Losing reads during merging in Dada2

Dear experts,

I have just started working with data from a new sequencing facility and I am losing many more reads during the merging of the pairs in dada2 than I am used to (based on previous experience sampling the same type of community with a different sequencing facility using 300 PE)

I have 250 PE reads covering the V3-V4 region with the following primers 341F CCTAYGGGRBGCASCAG 806R GGACTACNNGGGTATCTAAT. The barcodes are still included in the 250 bases for each read so in practice I have 244 bases in each direction. By my estimate this doesn't leave many bases for a good overlap when merging the pairs, expected size =465 and largest possible number of bases =488, so 23 base overlap.
Fortunately the quality of the reads was really good and I didn't have to trim the ends.paired-end-demux.qzv (309.8 KB)
I am still concerned this doesn't allow enough 'wiggle room' in the overlap for longer than average amplicons and I may have taxonomically biased merged reads.

I trimmed the reads with cutadapt before running Dada2 with the trunc-len set to the remaining fragment size (no truncation)

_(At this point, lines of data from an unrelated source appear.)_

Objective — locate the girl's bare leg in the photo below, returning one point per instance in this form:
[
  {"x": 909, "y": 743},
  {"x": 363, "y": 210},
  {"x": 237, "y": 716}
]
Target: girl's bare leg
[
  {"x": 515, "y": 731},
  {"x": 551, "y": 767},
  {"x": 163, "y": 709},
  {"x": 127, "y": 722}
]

qiime dada2 denoise-paired
--i-demultiplexed-seqs trimmed-end-demux.qza
--o-table table
--o-representative-sequences rep-set
--o-denoising-stats denoising-stats
--p-trunc-len-f 227
--p-trunc-len-r 224 \

This resulted in only an average of 57% of the reads being left after merging.
stats-dada2.qzv (1.2 MB)
The resulting ASV table also has 2245 singletons.

Is there anything I can do to improve the merging?
Are my results going to be biased because the overlap is not long enough?
Would you expect this many singletons after Dada2?

Thanks in advance for any advice

Hello Sam,

To the best of my knowledge, the dada2 plugin for Qiime2 merges paired-end reads using the defaults of dada2 (link to code), which might cause minor issues because by default in dada2, maxMismatch = 0 for this function.

This means that any differences in the region of overlap will cause your reads not to join, and could explain these lower than expected merging results.

The default minOverlap is set to 12, so 23 basepairs of overlap should work fine!

While the Qiime2 plugin goes not support changing maxMismatch yet, you could try changing this setting while running DADA2 in R and see if that improves your merging results.

Did you sequence any positive controls containing known taxa? I ask because your read depth is quite good, even after losing many reads, so if you can shown the taxonomy is not biased, you could be good to go! :bar_chart: :face_with_monocle:

Dear Colin
Thank you for your fast response. Unfortunately we didn't include a positive control in this run but you are correct, I still have enough sequences left even after losing many. I will try your suggestions of increasing the maxMismatch and I plan to remove the singletons from the feature table.